Fishermen rescued 33 Egyptian would-be migrants after their boat sunk in the Mediterranean sea near the maritime border with Libya, the Egyptian foreign ministry said on Tuesday.
Seven passengers remain missing following Saturday night's disaster, a statement said.
"Libyan authorities informed Egypt's consul general in Benghazi that 33 Egyptians survived the shipwreck and that seven others are still missing," the statement said, adding that fishermen had rescued the survivors.
The ministry denied initial reports suggesting that three bodies had been plucked out of the water.
According to the foreign ministry, the 40 Egyptians were trying to sneak into Libya in a bid to make their way illegally into Europe in search of jobs and a better life.
The Libyan state news agency Lana reported on Monday that the boat was carrying around 40 illegal migrants and capsized off Libya's east coast near the border with Egypt, with only one passenger surviving the tragedy.
"All the migrants who were on board died, except for one person who survived and was able to alert local authorities and inform them of the tragedy," Lana said, quoting a local official.
Lana said the boat sunk some three kilometres (almost two miles) off the Libyan coast.
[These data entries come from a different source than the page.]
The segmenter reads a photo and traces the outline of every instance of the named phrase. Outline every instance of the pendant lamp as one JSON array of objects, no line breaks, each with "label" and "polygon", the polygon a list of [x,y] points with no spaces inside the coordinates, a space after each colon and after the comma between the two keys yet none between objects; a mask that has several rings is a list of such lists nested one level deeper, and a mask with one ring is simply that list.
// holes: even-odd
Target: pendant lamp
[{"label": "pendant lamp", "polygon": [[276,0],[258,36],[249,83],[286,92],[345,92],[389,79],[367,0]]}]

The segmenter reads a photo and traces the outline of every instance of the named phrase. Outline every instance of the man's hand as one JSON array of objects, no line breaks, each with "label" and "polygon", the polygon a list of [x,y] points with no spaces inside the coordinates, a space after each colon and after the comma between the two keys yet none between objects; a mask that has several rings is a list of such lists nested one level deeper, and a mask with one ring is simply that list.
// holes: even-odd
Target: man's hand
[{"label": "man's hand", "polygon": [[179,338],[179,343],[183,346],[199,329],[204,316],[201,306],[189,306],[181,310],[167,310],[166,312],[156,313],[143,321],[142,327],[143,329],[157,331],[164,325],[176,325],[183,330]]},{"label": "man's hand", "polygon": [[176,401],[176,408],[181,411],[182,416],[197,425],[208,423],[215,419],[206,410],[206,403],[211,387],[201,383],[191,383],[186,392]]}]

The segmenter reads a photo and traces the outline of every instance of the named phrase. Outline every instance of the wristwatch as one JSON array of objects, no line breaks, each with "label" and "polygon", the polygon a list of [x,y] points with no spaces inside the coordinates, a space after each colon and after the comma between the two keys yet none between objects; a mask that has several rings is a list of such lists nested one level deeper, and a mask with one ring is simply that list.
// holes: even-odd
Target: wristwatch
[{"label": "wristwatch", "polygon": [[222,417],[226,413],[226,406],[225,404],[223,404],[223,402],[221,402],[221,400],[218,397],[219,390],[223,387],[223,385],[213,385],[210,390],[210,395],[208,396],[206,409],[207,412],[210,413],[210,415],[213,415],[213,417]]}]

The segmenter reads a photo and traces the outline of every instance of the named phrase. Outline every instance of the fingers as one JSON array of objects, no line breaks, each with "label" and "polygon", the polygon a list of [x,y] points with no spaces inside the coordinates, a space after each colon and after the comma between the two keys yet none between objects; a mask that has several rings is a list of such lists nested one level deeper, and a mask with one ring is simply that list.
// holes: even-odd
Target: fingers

Libya has been traditionally a launchpad for African refugees and migrants seeking to make an illegal run across the sea to Europe, with many landing in Italy.
Around 1,700 migrants have landed in Malta so far this summer and most said they left from Libya, while thousands more have arrived on the nearby Italian island of Lampedusa.
Migrants and refugees often travel in rickety and overcrowded wooden fishing boats and there have been several accidents at sea.
The latest disaster comes as a group of 46 Maltese navy officers were in Libya to help train the navy to patrol its border following a recent increase in boat crossings by migrants from Libya, a spokesman for the Maltese navy said.